Hâce Ubeydullah-i Ahrâr
09/05/2023 Salı Köşe yazarı R.A
İnsanların îmân, ibâdet ve ahlâk
husûsunda doğruyu öğrenip yapmalarını sağlayan ve Allahü teâlânın rızâsına
kavuşturmak için rehberlik eden ve kendilerine “Silsile-i aliyye” denilen İslâm
âlimlerinin 16, 17 ve 18. halkaları sırasıyla Alâüddîn-i Attâr, Yakûb-i Çerhî
ve Hâce Ubeydullah-i Ahrâr hazerâtıdır. Bundan önceki 2
makâlemizde, ilk ikisi hakkında, denizden damla misâli, birkaç kelime yazdık.
Bugün de, yine birkaç kelime hâlinde, Türkistân'ın
en büyük velîlerinden olan Ubeydullah-ı Ahrâr hazretlerinden
bahsetmek istiyoruz...
Hâce
Ubeydullah-i Ahrâr hazretleri, Yakûb-i Çerhî hazretlerinin talebesidir. 1403
yılında Taşkent'te doğdu; 1490’da Semerkant'ta vefât etti; kabr-i şerîfi
oradadır. Biz, kendisini bugüne kadar 6 defa ziyâretle şereflendik.

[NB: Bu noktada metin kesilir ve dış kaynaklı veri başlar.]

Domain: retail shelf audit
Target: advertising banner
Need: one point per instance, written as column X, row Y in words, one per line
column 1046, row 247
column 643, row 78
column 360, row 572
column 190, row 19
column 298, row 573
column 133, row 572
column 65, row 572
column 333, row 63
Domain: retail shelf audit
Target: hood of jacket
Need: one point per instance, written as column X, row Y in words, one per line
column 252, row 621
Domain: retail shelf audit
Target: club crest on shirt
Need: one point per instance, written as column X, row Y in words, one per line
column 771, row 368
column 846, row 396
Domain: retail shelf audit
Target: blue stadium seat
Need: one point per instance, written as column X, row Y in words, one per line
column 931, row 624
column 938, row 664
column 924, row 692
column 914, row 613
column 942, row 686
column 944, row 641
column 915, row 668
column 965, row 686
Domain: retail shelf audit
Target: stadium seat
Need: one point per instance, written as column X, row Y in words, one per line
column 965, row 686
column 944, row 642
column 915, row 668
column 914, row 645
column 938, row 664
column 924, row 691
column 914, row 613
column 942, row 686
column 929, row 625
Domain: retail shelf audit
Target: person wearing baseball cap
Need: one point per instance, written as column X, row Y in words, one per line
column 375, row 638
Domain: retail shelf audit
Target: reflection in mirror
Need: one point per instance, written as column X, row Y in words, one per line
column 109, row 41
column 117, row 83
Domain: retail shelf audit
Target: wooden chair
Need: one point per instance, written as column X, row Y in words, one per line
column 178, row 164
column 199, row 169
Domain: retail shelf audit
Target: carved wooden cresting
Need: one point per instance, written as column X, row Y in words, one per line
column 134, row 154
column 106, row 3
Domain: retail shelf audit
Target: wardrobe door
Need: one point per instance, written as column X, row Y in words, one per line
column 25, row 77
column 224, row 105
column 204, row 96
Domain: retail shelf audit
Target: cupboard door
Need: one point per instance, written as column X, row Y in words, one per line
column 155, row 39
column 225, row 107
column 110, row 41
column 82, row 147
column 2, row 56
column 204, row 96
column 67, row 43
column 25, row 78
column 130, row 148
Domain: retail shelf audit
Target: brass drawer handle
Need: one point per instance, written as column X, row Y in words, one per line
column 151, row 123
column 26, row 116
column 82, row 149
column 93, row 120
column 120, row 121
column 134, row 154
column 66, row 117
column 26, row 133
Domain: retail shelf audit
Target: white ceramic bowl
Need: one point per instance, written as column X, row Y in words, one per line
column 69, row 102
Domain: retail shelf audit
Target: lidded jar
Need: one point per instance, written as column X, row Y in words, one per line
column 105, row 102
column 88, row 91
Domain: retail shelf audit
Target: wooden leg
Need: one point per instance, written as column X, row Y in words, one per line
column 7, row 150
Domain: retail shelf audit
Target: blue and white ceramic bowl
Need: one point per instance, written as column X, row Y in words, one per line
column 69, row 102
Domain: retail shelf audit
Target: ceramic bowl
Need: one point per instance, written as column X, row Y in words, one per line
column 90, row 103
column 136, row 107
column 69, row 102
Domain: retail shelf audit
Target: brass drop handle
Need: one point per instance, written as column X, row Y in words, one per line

Doğumundan itibâren üstün hâlleri görüldü. Dilinden Allahü
teâlânın ismi hiç düşmezdi. Dedesi de, âlim ve velî bir zât idi. Vefât
edeceği sırada, torunları ile tek tek vedâlaştı. Ubeydullah-ı Ahrâr, o
zaman çok küçüktü. Onu görünce, kucağına aldı. Sarılarak ağladı ve şöyle dedi: "Ben,
bunun büyük bir zât olduğu zaman, hayâtta olmam. Bu, İslâmiyet’e hizmet
edecektir. Cihân pâdişâhları bunun sözünü dinleyecekler" dedi.
Tasavvufta yüksek derecelere kavuştuktan sonra, helâl kazanmak
için tarımla meşgûl oldu. Kısa zamanda zengin oldu. 1300'den
fazla çiftliği olduğu, her birinde üç bin amele çalıştığı kaynaklarda
yazılıdır. Allahü teâlâ, onun mahsûlüne öyle bir bereket verdi ki, her yıl 800
bin batman [yani 700 ton] zahîre uşur verirdi."Bizim mâlımız, fakîrler
içindir…" buyururdu.
Bir talebesi anlatır:
“Bir seferde idik. Bir gece yarısı bana, "Hemen
kalk, eşyânı topla ve derhâl dışarı çık; bu çevrede olanları da uyandır ve beni
takip edin" buyurdu ve kendisi çıktı. Bir
tepeye doğru yürüdü, biz de hemen toparlanıp onu takip ettik. Tepeye
çıkınca, durdu. Biz de yanında durduk. Bir kısmı da, gelmemişti. Biz
tepede iken, birdenbire korkunç bir sel geldi. Önüne gelen ağaç, taş, kaya,
duvar, ne varsa süpürüp götürüyordu. Ayrıldığımız ev de sel suları içinde
kalmış, gelmeyenler de sele kapılmıştı. Sele kapılmaktan
kurtulanlar, Ubeydullah-ı Ahrâr hazretlerinin
bu kerâmetini görerek, onun büyük bir velî olduğunu bir kerre daha anlamış
oldular.”
Kendisi buyururdu ki:
"Bütün
kerâmetleri bize verseler, fakat itikâdımız Ehl-i sünnet itikâdı değilse,
hâlimiz haraptır. Eğer bütün haraplıkları, çirkinlikleri verseler, ama
itikâdımız Ehl-i sünnet itikâdı ise, hiç üzülmemeliyiz."
"İnsanın
yaratılmasından maksat, kulluk yapmasıdır. Kulluktan maksat ise, her hâlükârda
Allahü teâlâyı unutmamaktır."
"Tasavvuftan maksat, kendini zorlamadan, her an, Allahü
teâlâyı hâtırlamaktır."
“Tasavvuf,
vakti, en değerli olan şeye sarf etmektir."
"Tasavvuf, herkesin yükünü çekmek ve kimseye kendi yükünü
çektirmemektir."
“Kalbin kararmış olmasının alâmeti, günâhlardan üzüntü duymaması, günâhta ısrâr etmesidir. İşlediği günâhlardan dolayı kalbi o kadar kararır ki, artık nasîhat tesîr etmez, gafletten uyanmaz."